The illegal invasion of Iraq caused an egregious civilian murder count, by my count it's near 1.3 MN, I agree with your account of the internally and externally displaced Iraqi civilian's.
You said perhaps one of the best things was the draft was ended after Vietnam but Mr. Koehler what do you call Stop Loss up to seven times, these are IVAW I know. Camilo, before you all have strokes, was the only reported troop to drop his weapon in Iraq and walk off. You mentioned The Battle of Fallujah, do you think thats all that is causing cancers and birth defects? Here is the address of the unredacted Army Field Manual one of us smuggled out, http://www.VeteransAgainstTorture.com/WP/PAGE24-30.pdf
We used White Phosphers a WMD, this is the main cause. More troops committed suicide than died in Iraq last year, thanks VA. Of course the Grand Obstructionist Party is trying to take away what we finally got through for the new GI Bill, they said Nay every time this bill was introduced, we were being Blackmailed as per quorum. They not only suffer from PTSD, but TBI lowering IQ's to 68. This isn't a defense these are just facts, hate them it doesn't change facts.
No I agree Mr. Koehler, no more Vietnams. 58,151 KIA, 153,303 wounded. PTSD, and Agent Orange Syndrome which still isn't recognized by the VA to this day but insofar as PTSD, it wasn't recognized after Vietnam either. Then this nation that was once named The United States of America now known as the Northern Nation of War Criminals and Untaxed Rich Inc., Posse Comitatus had to have been suspended.
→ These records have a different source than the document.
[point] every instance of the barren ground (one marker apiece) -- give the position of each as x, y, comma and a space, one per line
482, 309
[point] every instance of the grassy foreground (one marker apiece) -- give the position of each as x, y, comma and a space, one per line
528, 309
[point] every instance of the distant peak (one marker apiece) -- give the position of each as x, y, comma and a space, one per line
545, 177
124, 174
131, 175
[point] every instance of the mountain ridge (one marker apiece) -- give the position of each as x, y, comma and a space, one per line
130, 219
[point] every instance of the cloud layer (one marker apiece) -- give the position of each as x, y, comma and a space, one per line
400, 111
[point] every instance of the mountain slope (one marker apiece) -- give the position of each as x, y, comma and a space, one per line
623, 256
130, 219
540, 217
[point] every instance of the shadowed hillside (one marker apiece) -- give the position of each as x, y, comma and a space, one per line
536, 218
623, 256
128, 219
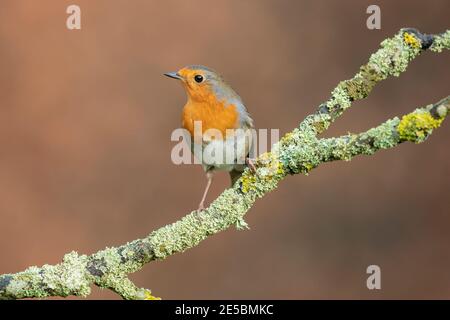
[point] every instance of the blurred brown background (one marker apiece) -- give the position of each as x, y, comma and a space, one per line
85, 124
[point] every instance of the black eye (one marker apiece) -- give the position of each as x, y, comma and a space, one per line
198, 78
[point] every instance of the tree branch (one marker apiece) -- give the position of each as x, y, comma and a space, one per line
297, 152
Yes, I know Posse Comitatus and habeas corpus, the Great Writ were suspended by bush due to the midnight signing of The John Warner Fiscal Act of 2007. Why else would Nat Guard Troops put boots to ground and murder 4 Kent State college teens, shot running from their murderer's? We practiced, civil disobedience, sit ins, walk outs, violence, marches on the mall on the Hill so large people stretched further than the eye could see. Yet we allowed War Criminals in the Executive Branch leave a decade of decay so heinous I can still smell the stench, without Impeachment let alone prosecution for the UN Charter Geneva Convention CAT3 Torture Article, Article 4 of the Nuremberg Principles known as War Crimes.
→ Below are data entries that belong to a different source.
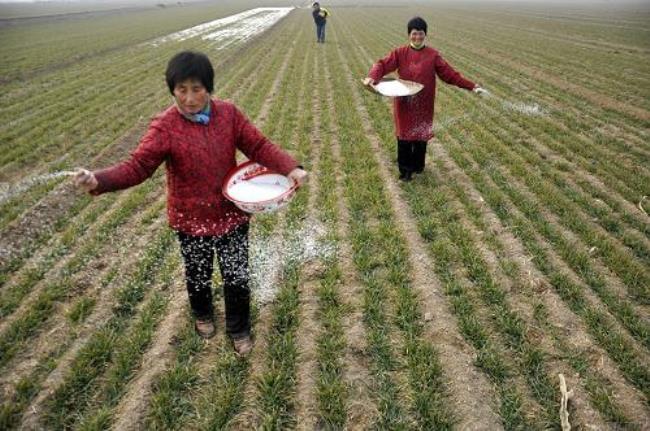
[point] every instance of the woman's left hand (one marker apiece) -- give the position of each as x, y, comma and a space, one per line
299, 176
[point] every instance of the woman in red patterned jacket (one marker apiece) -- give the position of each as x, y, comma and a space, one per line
197, 139
413, 115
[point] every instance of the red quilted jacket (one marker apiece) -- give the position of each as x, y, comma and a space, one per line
414, 115
197, 158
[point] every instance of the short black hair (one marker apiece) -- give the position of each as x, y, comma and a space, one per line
189, 65
417, 23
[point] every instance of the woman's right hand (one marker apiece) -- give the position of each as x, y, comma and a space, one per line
85, 180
Mr Koehler quoted Powell as saying "We don't do body counts.", I watched Rummy when questioned by a journalist, you remember those people that knew and kept their mouths shut until 2005, "Aren't you worried about a possible quandary in Iraq?", Rummy replied head on hands elbows on the podium, "I don't do quandaries." I think he may have been wrong, you?
So Gadaffi is dead meaning we're only involved in five wars now, Geez Louise, I s'pose we should be happy as clams, yes?
Thanks to ccrjustice.org bush/cheney cannot leave and cross the pond or Hello Hague! Iraq was a false flag invasion, it violated Article.I.Section.8. cls. 12-18, the War Powers Act, and what they call "Collateral Damage" is murdering civilians, why does this supposed government think all of us are morons, peer at the GOP and TeaPersons and then I comprehend.
Final note, you of course remember what Petraus called "The Surge", which is really called a troop escalation, Reuters had a thermotopographical map in the Sunni District we were supposed to stop the violence between Sunni and Shi'i, amazingly enough that district went grey days before we sent 30,000 troops in. This meant they had left willingly or unwilling or the Sunni were murdered because there was absolutely no lights left on, it was veritably in the dark. Applause from the Republicans the troop escalation helluva success.
http://mobile.reuters.com/article/idUSN1953066020080919?irpc=932
It should be No More Wars period.
Thank you, Robert. Great points.
Absolutely--great posts.
But I must say I'm surprised they're aren't more posts on this excellent article.
The American people, at large, have learned nothing what. so. ever from Viet Nam, Watergate, Tonkin Gulf, or the Bay of Pits, or Watergate, or we wouldn't have gone into Iraq, Afghanistan, Libya, Yemen, or Lebanon in the first place. Therefore, I see nothing good coming out of Iraq Syndrome. Only the destruction of a country and its people, who'll undoubtedly learn to hate the United States, not to mention the destruction and decimation of our own soldiers.
Well written truthful article. Thank you Robert: and the killing not over yet!